Profits fall despite strong balance sheet growth
According to a report prepared by accounting firm BDO and released on Friday, Tether posted net profits of more than $10 billion in 2025. This marks a decline of around 23 percent from the $13 billion it reported in 2024, translating to roughly $3 billion less in year-on-year earnings.
Tether CEO Paolo Ardoino downplayed the drop in profits, saying the company’s focus in 2025 was less about scale and more about the structure supporting its long-term growth. He noted that profitability can fluctuate, but the strength and resilience of the company’s reserves and operating model remain the priority.
US Treasury exposure reaches all-time high
While profits declined, Tether’s exposure to US Treasuries surged to new levels. The company said its direct holdings of US government debt climbed above $122 billion in 2025, the highest figure it has ever reported.
Tether described this as an ongoing shift toward highly liquid, low-risk assets, reinforcing the backing behind USDt. US Treasuries are widely considered one of the safest financial instruments globally, and their growing share in Tether’s reserves is likely to be closely watched by regulators, traders, and institutional market participants.
$50 billion in new USDt issued over 12 months
Over the past year, Tether issued approximately $50 billion worth of new USDt tokens, reflecting continued demand for dollar exposure outside traditional banking systems. Ardoino said the growth was driven by rising global demand for US dollars, particularly in regions where access to banking services is limited or inefficient.

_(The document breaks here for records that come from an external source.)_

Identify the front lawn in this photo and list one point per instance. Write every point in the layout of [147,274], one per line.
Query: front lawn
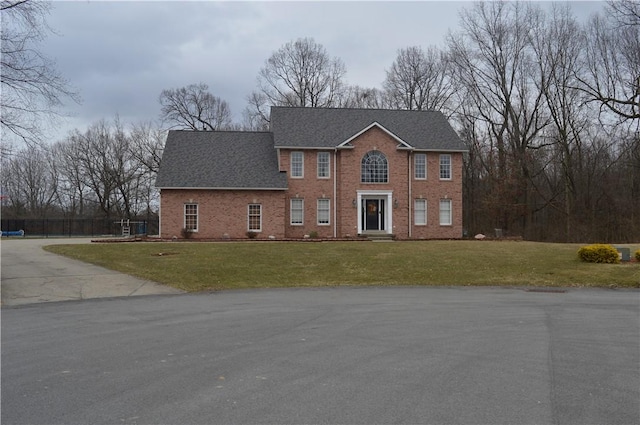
[197,266]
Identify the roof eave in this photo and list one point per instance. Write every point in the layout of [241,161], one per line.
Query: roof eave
[220,188]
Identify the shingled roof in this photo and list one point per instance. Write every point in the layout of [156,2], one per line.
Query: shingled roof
[331,127]
[220,160]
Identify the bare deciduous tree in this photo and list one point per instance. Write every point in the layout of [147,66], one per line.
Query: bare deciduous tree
[612,59]
[362,97]
[301,73]
[195,108]
[32,88]
[419,80]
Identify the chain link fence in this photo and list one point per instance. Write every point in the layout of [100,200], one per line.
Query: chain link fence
[78,227]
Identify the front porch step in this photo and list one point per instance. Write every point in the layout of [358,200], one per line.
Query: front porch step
[378,237]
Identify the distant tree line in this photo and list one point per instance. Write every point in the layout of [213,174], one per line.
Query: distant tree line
[548,107]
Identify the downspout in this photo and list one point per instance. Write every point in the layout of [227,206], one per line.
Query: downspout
[159,215]
[335,200]
[410,208]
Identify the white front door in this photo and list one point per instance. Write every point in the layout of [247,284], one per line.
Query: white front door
[374,211]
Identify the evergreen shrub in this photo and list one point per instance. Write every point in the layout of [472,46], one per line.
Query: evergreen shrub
[599,253]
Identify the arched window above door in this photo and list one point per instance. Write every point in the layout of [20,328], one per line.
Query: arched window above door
[374,168]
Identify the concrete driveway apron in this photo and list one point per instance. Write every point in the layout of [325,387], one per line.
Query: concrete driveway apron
[31,275]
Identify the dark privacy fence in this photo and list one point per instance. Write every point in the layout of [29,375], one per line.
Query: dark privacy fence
[57,227]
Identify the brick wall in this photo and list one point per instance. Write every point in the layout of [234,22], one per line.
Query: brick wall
[225,212]
[221,212]
[403,186]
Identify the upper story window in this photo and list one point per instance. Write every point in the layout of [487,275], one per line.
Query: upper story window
[374,168]
[297,164]
[420,166]
[323,165]
[445,167]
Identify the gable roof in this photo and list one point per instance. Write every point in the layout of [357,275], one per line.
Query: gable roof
[220,160]
[331,127]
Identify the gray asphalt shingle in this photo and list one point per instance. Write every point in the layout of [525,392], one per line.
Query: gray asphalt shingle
[329,127]
[220,159]
[248,160]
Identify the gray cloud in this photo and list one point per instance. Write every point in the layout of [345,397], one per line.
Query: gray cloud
[121,55]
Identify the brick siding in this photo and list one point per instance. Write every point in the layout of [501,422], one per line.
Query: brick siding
[225,212]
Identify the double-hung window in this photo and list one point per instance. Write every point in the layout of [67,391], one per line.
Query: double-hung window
[324,215]
[445,167]
[420,166]
[191,217]
[297,212]
[323,165]
[254,218]
[297,164]
[420,212]
[445,212]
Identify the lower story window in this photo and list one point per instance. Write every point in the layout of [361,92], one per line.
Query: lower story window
[255,217]
[297,211]
[420,212]
[191,217]
[323,211]
[445,212]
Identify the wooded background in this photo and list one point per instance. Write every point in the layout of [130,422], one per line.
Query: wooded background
[548,107]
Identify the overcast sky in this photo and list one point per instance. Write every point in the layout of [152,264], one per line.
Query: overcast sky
[120,55]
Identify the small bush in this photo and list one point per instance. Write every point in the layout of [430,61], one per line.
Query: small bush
[599,253]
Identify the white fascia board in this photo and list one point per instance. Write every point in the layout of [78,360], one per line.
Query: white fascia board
[224,188]
[309,148]
[375,124]
[442,150]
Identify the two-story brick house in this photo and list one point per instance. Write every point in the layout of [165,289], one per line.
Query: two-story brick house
[336,172]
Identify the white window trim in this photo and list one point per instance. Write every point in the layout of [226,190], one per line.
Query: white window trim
[415,167]
[328,223]
[450,167]
[450,217]
[328,176]
[249,218]
[291,212]
[301,176]
[415,209]
[197,214]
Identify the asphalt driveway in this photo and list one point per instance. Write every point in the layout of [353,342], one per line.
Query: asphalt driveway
[394,355]
[32,275]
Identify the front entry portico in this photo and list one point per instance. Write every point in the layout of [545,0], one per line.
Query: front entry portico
[374,212]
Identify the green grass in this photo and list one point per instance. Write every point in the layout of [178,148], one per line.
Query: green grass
[197,266]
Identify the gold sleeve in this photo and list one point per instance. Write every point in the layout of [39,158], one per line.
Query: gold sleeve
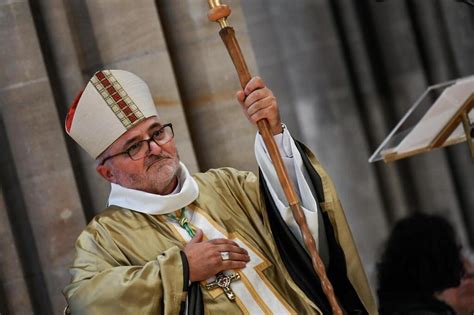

He pointed to countries with slow, fragmented, or inaccessible financial infrastructure, arguing that USDt has become a practical alternative for payments, savings, and cross-border transfers. According to Ardoino, the stablecoin now functions as a global monetary network operating beyond conventional financial rails.
USDt’s role in the broader crypto market
USDt remains a cornerstone of the cryptocurrency ecosystem. It is currently the third-largest cryptocurrency by market capitalization, behind Bitcoin and Ether. Data from CoinMarketCap shows USDt with a market capitalization of approximately $185.51 billion.
Because of its size and widespread use, Tether’s financial health is closely monitored by crypto traders, exchanges, and market makers. USDt is commonly used as a substitute for the US dollar in trading pairs, as well as collateral for derivatives and lending platforms. As a result, changes in Tether’s reserves and profitability often influence broader market confidence in stablecoins.
Gold reserves add another layer to Tether’s backing
In addition to US Treasuries, Tether continues to expand its exposure to gold. The company issues XAUt, a gold-backed stablecoin, and reported around $12 billion in gold exposure as of September 2025.
Tether holds 520,089 troy ounces of gold, or roughly 16.2 metric tons, specifically allocated to back XAUt tokens. This gold is held separately from the company’s broader gold reserves, which total approximately 130 metric tons and are valued at around $22 billion based on current prices.
A Tether spokesperson recently said that each XAUt token is fully backed by physical gold held in reserve and is eligible for physical delivery redemption. The separation of XAUt backing from the wider gold reserves is intended to provide clarity and assurance to token holders.
Looking ahead
Despite lower profits, Tether’s growing holdings of US Treasuries and gold suggest a continued effort to strengthen the quality and transparency of its reserves. As stablecoins face increasing regulatory scrutiny worldwide, the composition of Tether’s balance sheet may play a key role in shaping market trust.
For now, the company appears focused on reinforcing its foundations rather than chasing rapid expansion. With USDt deeply embedded in global crypto markets and increasingly used in regions underserved by traditional finance, Tether’s strategy in 2025 signals a push for durability over short-term gains.